I’m trying to perform various operations such as multiplication, inversion, solving, Cholesky decomposition in batches with CUDA.jl.

As far as I’m aware, there is no high-level API for doing this, as is the case with Tensorflow/PyTorch, e.g. tf.linalg.inv which natively supports batched operations.

Instead, I have been trying to use the low-level CUBLAS wrappers. I would have expected these to accept multi-dimensional arrays […, N, N] but instead most of them seem to accept vectors of CuArrays.

Here is an example using gemv_batched!.

I wanted to confirm two things:

- Is this the correct way to be performing batched operations with CUDA.jl?
- Are these operations actually parallelised over the batch or just within each single operation (it’s the vector of CuArrays that is making me doubt this)?

As a follow-up question, are there any plans to implement a Tensorflow/PyTorch style high-level interface for batch operations. If so, I would be happy to help where I can as my research would benefit greatly from such implementations.

1 Like

The `strided_batched`

methods are the ones accepting multi-dimensional arrays (as per NVIDIA naming), and are supposed to be faster than the ones using vectors of GPU arrays: https://developer.nvidia.com/blog/cublas-strided-batched-matrix-multiply/

Other than that, I’m not terribly familiar with the use or design of batched APIs, so help is always appreciated. There is some existing work though, like `batched_mul!`

in NNlib.jl, Batched.jl, BatchedBLAS.jl, etc.

2 Likes

We have a few low-level wrappers for batch operations in `CUBLAS`

and `CUSOLVER`

:

I confirm that these operations are parallelized over the batch.

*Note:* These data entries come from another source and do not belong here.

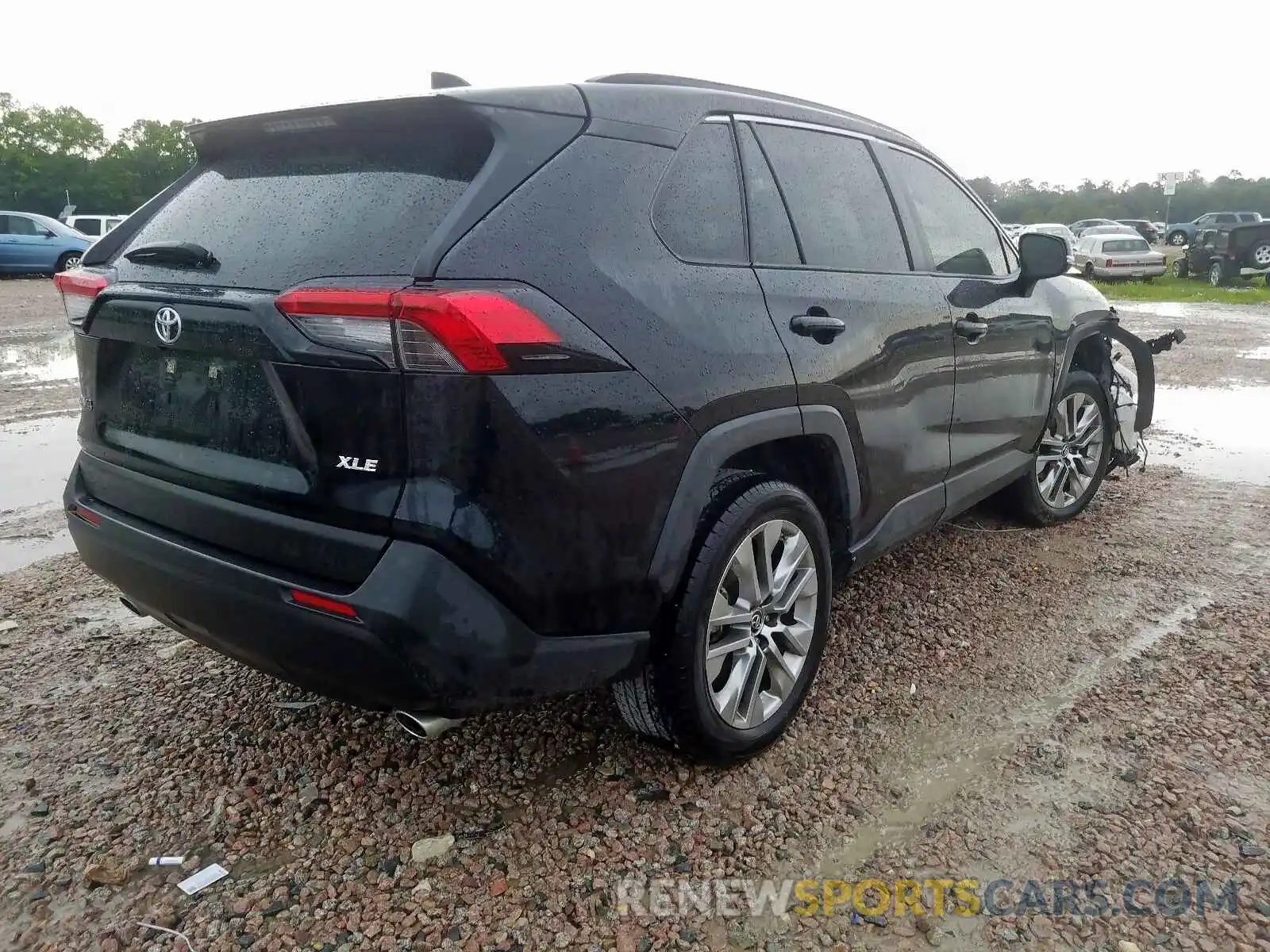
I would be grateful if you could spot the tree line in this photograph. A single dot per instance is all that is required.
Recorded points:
(44, 152)
(48, 152)
(1026, 202)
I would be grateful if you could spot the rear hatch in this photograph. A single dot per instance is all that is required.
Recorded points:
(213, 413)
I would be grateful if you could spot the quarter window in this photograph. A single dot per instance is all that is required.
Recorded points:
(960, 238)
(698, 209)
(842, 213)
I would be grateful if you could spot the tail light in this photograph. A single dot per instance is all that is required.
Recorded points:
(418, 329)
(79, 290)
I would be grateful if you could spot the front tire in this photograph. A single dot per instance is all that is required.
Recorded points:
(736, 662)
(1072, 459)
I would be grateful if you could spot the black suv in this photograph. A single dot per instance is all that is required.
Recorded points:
(1226, 254)
(456, 401)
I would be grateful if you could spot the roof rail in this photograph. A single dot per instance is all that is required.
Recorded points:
(656, 79)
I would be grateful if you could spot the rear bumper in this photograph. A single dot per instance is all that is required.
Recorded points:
(427, 636)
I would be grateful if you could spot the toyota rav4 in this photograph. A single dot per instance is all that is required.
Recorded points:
(452, 403)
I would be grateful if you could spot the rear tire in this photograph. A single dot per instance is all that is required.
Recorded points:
(733, 666)
(1072, 457)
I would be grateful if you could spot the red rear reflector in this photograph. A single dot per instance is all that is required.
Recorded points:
(437, 330)
(330, 606)
(79, 289)
(87, 516)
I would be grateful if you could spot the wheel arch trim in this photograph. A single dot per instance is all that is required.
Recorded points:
(714, 448)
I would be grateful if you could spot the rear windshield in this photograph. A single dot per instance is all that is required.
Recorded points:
(359, 200)
(1126, 245)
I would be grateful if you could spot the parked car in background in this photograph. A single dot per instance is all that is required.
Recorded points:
(36, 244)
(1143, 228)
(1114, 228)
(484, 469)
(1185, 232)
(1225, 254)
(94, 225)
(1118, 257)
(1079, 228)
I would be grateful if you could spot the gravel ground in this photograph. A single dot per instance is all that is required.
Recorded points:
(1085, 702)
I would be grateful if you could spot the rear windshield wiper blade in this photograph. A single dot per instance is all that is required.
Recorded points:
(181, 253)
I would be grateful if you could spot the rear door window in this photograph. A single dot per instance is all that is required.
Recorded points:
(361, 198)
(842, 215)
(19, 225)
(959, 236)
(698, 207)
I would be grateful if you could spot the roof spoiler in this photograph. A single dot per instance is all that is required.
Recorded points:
(448, 80)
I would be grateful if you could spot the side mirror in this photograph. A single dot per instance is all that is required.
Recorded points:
(1041, 257)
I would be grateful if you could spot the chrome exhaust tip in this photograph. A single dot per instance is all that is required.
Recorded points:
(423, 727)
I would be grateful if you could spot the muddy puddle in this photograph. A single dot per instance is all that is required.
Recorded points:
(41, 359)
(1214, 432)
(38, 455)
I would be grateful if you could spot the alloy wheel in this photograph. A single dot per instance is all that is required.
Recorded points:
(1070, 451)
(761, 624)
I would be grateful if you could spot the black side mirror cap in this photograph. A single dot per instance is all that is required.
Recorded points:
(1041, 257)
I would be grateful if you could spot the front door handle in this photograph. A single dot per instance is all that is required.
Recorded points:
(971, 328)
(818, 325)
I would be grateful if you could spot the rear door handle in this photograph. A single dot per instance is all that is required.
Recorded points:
(818, 325)
(971, 328)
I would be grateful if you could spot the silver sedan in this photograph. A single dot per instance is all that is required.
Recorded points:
(1118, 257)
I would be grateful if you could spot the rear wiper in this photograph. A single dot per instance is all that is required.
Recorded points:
(181, 253)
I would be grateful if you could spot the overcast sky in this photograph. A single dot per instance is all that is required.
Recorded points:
(1009, 89)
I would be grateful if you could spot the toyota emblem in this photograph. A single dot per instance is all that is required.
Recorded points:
(168, 325)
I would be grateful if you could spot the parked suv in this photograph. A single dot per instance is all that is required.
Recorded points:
(1185, 232)
(563, 387)
(1225, 254)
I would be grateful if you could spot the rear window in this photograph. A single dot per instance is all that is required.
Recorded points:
(357, 200)
(1127, 245)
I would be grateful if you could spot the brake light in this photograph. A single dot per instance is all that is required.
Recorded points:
(418, 329)
(79, 289)
(308, 600)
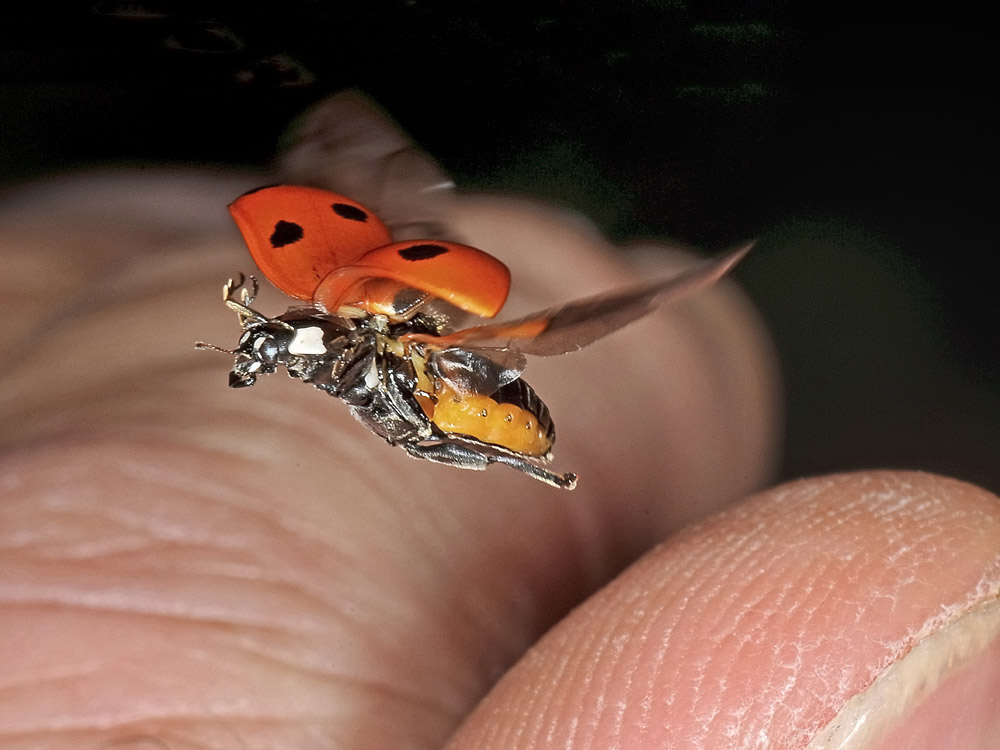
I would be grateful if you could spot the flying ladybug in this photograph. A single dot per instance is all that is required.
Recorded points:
(376, 329)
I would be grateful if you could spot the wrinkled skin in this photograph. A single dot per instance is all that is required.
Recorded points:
(188, 566)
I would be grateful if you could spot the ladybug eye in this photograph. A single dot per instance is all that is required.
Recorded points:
(267, 350)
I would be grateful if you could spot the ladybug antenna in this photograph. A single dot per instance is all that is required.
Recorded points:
(212, 347)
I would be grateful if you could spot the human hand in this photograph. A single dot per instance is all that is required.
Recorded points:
(188, 566)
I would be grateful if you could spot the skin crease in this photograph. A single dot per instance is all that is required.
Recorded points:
(187, 566)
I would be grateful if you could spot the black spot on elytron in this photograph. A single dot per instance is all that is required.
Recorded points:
(348, 211)
(422, 252)
(286, 233)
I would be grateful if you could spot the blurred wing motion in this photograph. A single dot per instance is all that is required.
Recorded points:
(350, 145)
(573, 326)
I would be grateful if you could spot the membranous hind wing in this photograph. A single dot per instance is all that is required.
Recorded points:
(573, 326)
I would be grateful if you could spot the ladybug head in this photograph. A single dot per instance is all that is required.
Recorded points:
(261, 349)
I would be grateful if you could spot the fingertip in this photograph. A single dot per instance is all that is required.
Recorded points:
(763, 622)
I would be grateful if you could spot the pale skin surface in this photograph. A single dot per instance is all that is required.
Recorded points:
(185, 566)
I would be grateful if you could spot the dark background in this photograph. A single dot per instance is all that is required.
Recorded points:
(858, 147)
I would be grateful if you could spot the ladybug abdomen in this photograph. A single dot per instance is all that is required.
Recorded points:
(513, 418)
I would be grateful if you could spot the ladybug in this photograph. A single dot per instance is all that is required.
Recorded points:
(375, 330)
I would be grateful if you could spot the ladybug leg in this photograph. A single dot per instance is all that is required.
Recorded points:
(464, 457)
(241, 306)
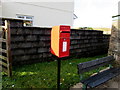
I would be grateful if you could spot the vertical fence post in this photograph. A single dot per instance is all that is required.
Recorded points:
(8, 48)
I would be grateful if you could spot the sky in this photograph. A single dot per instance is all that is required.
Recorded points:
(95, 13)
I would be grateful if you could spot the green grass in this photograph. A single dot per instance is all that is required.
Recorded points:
(44, 75)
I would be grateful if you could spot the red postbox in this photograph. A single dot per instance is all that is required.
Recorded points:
(60, 40)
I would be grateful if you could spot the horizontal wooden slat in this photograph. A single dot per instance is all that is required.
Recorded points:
(90, 65)
(3, 50)
(3, 63)
(2, 40)
(2, 57)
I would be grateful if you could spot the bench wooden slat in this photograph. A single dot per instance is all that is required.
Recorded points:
(104, 78)
(94, 77)
(90, 65)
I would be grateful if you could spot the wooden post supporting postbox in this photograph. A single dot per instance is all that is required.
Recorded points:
(60, 45)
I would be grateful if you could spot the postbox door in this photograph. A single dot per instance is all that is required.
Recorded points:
(64, 47)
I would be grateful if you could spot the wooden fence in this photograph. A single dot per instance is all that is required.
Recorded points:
(32, 44)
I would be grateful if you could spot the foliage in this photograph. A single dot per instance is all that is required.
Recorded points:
(44, 75)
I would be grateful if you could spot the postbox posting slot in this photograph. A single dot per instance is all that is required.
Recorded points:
(64, 31)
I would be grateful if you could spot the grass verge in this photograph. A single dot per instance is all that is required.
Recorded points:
(44, 75)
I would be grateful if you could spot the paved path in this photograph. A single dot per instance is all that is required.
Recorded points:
(113, 84)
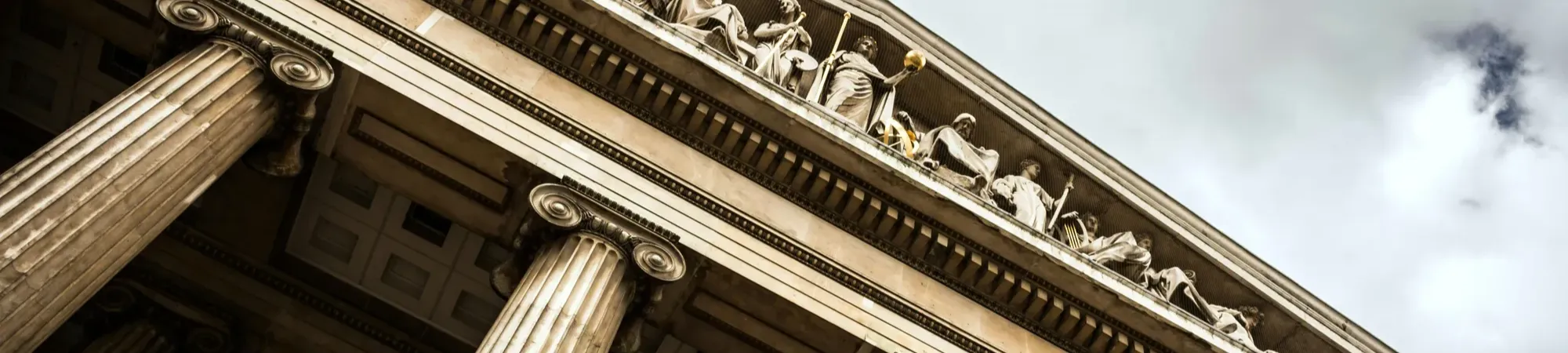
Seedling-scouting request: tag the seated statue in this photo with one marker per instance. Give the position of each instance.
(948, 151)
(1238, 324)
(1180, 288)
(1123, 247)
(1031, 203)
(785, 49)
(714, 23)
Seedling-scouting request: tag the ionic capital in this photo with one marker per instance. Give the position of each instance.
(559, 209)
(289, 57)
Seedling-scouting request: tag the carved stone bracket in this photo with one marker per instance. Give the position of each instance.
(297, 67)
(561, 209)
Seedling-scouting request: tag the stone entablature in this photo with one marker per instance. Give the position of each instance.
(714, 24)
(774, 159)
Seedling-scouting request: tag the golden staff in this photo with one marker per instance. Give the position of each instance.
(1064, 202)
(837, 40)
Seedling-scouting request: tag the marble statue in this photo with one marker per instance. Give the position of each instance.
(854, 81)
(1180, 288)
(1238, 324)
(1076, 230)
(714, 23)
(948, 151)
(1123, 247)
(1033, 205)
(785, 48)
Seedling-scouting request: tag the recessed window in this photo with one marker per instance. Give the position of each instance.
(122, 65)
(427, 225)
(492, 255)
(335, 241)
(43, 26)
(474, 311)
(32, 87)
(354, 186)
(405, 277)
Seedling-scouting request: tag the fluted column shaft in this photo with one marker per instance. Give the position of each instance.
(587, 274)
(570, 300)
(79, 209)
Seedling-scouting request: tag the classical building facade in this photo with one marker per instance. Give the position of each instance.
(634, 176)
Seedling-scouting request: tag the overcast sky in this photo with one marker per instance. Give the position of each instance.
(1398, 159)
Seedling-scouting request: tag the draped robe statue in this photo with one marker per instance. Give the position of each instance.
(854, 82)
(971, 167)
(1031, 203)
(716, 23)
(1180, 288)
(1123, 249)
(1238, 324)
(785, 49)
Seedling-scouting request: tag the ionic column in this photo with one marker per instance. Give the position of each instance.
(587, 272)
(74, 213)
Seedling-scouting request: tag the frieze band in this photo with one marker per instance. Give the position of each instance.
(938, 145)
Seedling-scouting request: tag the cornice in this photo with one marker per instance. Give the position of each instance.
(652, 173)
(1026, 111)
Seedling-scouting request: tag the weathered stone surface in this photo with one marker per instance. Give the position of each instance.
(74, 213)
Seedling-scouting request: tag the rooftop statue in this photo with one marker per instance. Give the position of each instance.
(785, 48)
(1180, 288)
(1123, 247)
(1033, 205)
(855, 89)
(948, 151)
(1238, 324)
(716, 23)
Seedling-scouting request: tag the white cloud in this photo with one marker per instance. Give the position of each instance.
(1332, 139)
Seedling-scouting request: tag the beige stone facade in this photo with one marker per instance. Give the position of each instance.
(639, 176)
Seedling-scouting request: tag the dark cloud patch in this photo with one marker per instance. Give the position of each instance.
(1501, 59)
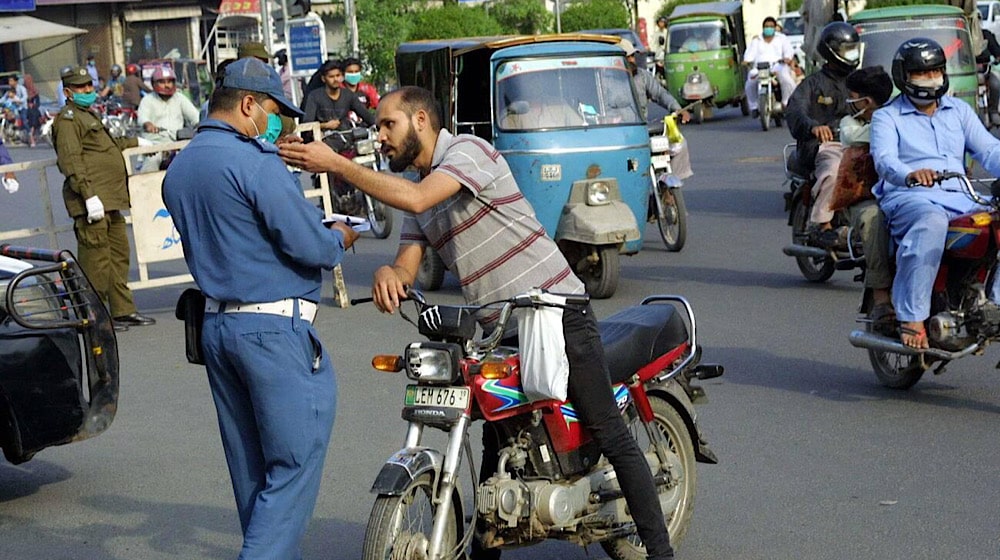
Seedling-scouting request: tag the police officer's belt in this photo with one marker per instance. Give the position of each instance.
(284, 307)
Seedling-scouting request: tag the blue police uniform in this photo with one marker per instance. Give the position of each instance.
(250, 237)
(904, 140)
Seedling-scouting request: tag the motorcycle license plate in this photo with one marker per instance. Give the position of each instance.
(445, 397)
(659, 162)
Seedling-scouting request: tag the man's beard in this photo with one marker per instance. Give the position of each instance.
(407, 154)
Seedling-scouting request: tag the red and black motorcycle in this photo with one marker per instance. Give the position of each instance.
(551, 481)
(963, 320)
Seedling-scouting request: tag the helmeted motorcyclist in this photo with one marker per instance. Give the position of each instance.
(814, 112)
(163, 113)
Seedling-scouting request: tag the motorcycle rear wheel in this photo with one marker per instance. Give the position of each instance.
(895, 371)
(671, 219)
(682, 495)
(399, 526)
(813, 269)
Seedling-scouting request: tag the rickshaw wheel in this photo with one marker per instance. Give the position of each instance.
(600, 277)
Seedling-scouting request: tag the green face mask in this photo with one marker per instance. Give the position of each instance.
(85, 100)
(273, 127)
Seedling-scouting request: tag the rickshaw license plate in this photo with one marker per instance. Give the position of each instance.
(446, 397)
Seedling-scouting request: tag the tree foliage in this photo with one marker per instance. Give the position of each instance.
(453, 20)
(523, 17)
(594, 14)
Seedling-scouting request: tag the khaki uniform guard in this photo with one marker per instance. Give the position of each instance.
(96, 177)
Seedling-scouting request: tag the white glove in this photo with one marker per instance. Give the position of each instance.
(95, 209)
(11, 184)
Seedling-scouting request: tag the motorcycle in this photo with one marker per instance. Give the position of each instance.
(666, 203)
(816, 261)
(768, 96)
(550, 481)
(361, 146)
(963, 320)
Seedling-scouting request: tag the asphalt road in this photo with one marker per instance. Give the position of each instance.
(817, 461)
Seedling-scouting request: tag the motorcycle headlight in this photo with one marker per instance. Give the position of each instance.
(598, 193)
(365, 147)
(433, 362)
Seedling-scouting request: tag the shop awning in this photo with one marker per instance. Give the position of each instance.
(14, 29)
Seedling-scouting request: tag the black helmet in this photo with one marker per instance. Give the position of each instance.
(917, 55)
(839, 45)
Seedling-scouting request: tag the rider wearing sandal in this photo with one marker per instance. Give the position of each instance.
(917, 135)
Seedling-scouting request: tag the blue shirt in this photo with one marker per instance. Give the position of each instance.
(904, 140)
(248, 233)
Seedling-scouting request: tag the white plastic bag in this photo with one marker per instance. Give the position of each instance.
(544, 365)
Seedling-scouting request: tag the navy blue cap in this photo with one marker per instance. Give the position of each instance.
(250, 74)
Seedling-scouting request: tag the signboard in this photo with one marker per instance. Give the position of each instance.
(306, 44)
(17, 5)
(238, 7)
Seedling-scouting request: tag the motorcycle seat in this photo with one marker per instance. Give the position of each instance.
(637, 335)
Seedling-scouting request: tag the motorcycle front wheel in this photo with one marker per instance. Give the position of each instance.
(895, 371)
(814, 269)
(671, 218)
(380, 216)
(677, 500)
(400, 525)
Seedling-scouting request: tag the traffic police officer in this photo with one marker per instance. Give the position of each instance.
(257, 249)
(96, 193)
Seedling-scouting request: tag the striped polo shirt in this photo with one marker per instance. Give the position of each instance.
(487, 233)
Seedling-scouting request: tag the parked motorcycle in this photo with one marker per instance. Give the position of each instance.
(361, 146)
(768, 96)
(816, 261)
(963, 320)
(666, 203)
(551, 481)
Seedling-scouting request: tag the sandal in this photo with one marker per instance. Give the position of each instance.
(883, 319)
(919, 337)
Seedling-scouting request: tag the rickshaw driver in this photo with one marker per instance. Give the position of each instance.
(649, 89)
(774, 48)
(466, 196)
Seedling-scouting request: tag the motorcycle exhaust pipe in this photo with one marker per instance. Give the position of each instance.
(879, 343)
(805, 251)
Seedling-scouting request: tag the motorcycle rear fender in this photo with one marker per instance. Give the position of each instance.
(672, 392)
(405, 466)
(607, 224)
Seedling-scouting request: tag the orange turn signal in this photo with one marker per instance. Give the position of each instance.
(388, 363)
(495, 370)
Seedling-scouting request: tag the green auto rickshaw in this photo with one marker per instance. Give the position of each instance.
(704, 53)
(882, 30)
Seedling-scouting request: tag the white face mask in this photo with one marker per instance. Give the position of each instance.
(928, 82)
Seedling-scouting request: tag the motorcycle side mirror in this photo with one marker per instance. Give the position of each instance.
(995, 189)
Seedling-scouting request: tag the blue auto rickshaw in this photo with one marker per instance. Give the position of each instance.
(563, 112)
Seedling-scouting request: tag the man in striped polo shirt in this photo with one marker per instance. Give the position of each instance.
(469, 208)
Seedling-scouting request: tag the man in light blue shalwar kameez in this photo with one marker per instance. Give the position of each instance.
(918, 134)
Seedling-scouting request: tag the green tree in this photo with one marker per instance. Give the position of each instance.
(523, 17)
(382, 25)
(453, 20)
(594, 14)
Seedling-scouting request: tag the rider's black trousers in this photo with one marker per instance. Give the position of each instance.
(590, 391)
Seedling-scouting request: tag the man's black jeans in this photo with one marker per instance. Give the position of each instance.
(590, 391)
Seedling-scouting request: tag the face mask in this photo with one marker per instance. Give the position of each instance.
(273, 127)
(85, 100)
(928, 82)
(353, 78)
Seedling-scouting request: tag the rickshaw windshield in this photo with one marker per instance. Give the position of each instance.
(557, 93)
(699, 36)
(881, 39)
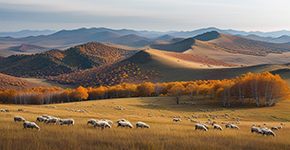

I am reluctant to adding an high-level dispatch (mul!, cholesky, etc…) because we don’t have a “batch” version for CPU.

2 Likes

Thank you both for clarifying!

1 Like

This is a very fair point and I can see how this could lead to confusion. How would you feel about adding a high-level interface specifically for the non-strided batch case?

I believe all of these are already supported by Julia through automatic broadcasting. E.g.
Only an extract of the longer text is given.